These activities can raise eyebrows among more established communities working on these topics, who see newer entrants’ claims to novelty as the product either of genuine ignorance or of a more disingenuous rebadging aimed at securing territory, funding and influence. To give a recent example, the Metascience 2019 conference, which took place at Stanford University from 5 to 8 September, claimed that “during this decade, we have witnessed the emergence of a new discipline called metascience, meta-research, or the science of science”.

At the meeting, many presenters acknowledged their intellectual debt or self-identification within more established fields. But the broader framing inevitably provoked some criticism, particularly at the annual meetings of science and technology studies and scientometrics, which took place in the same week in New Orleans and Rome, respectively. The closing plenary of the New Orleans meeting saw some pointed criticism directed towards those who were “Columbusing”—claiming to discover something that wasn’t new—related fields.

Changes and challenges

The Research on Research Institute, a partnership between the Wellcome Trust, the company Digital Science, the University of Sheffield and Leiden University in the Netherlands, will not treat research on research as a new discipline. Rather, we see it as a lens through which to organise, analyse and advance a breadth of disciplinary, theoretical and methodological approaches to questions about the governance, design, operation and evaluation of research systems. 
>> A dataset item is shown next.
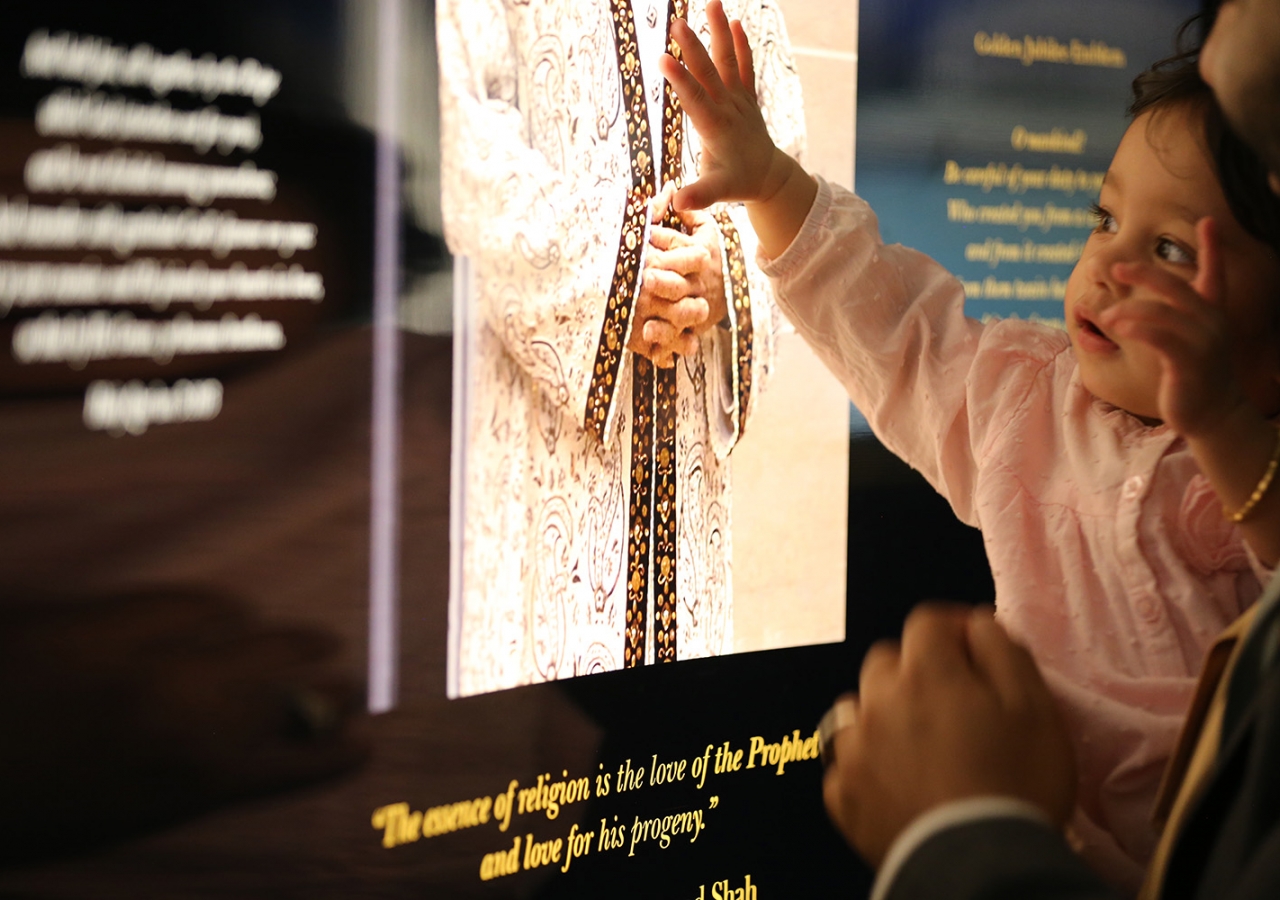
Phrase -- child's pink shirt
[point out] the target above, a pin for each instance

At the same time, we need to be clear about the ways in which these questions, the contexts in which they are being asked and our capacity to answer them are changing. Data is part of the story: we now have more sophisticated indicators and analytic tools relating to many dimensions of research and researcher performance, outcomes and impacts, going well beyond standard citation and patent measures.

There is greater recognition of the value of integrating and combining methods to develop real-time intelligence on how research systems are performing and changing. These possibilities will expand as applications of data science in and on research systems are linked to machine learning and artificial intelligence.

Funders are beginning to use these advances to underpin decision-making. Some are going further still, creating internal teams to undertake such analysis and build decision-support tools. Examples include the Meta team at the Chan Zuckerberg Initiative and the Wellcome Data Labs. In the process, how funders support and evaluate research is starting to change.

Worldwide, the challenges of mobilising, scaling and aligning research efforts in pursuit of the Sustainable Development Goals show that robust, interdisciplinary and translational research on research is needed more than ever. The same goes in the UK, with the need to ground debates over prioritisation and balance (or any fresh attempts by Dominic Cummings to reorganise the UK research system).

We hope the Research on Research Institute can play a positive role in building this evidence base and strengthening the alliances needed to translate it into practice. And we warmly invite others to join us in this task.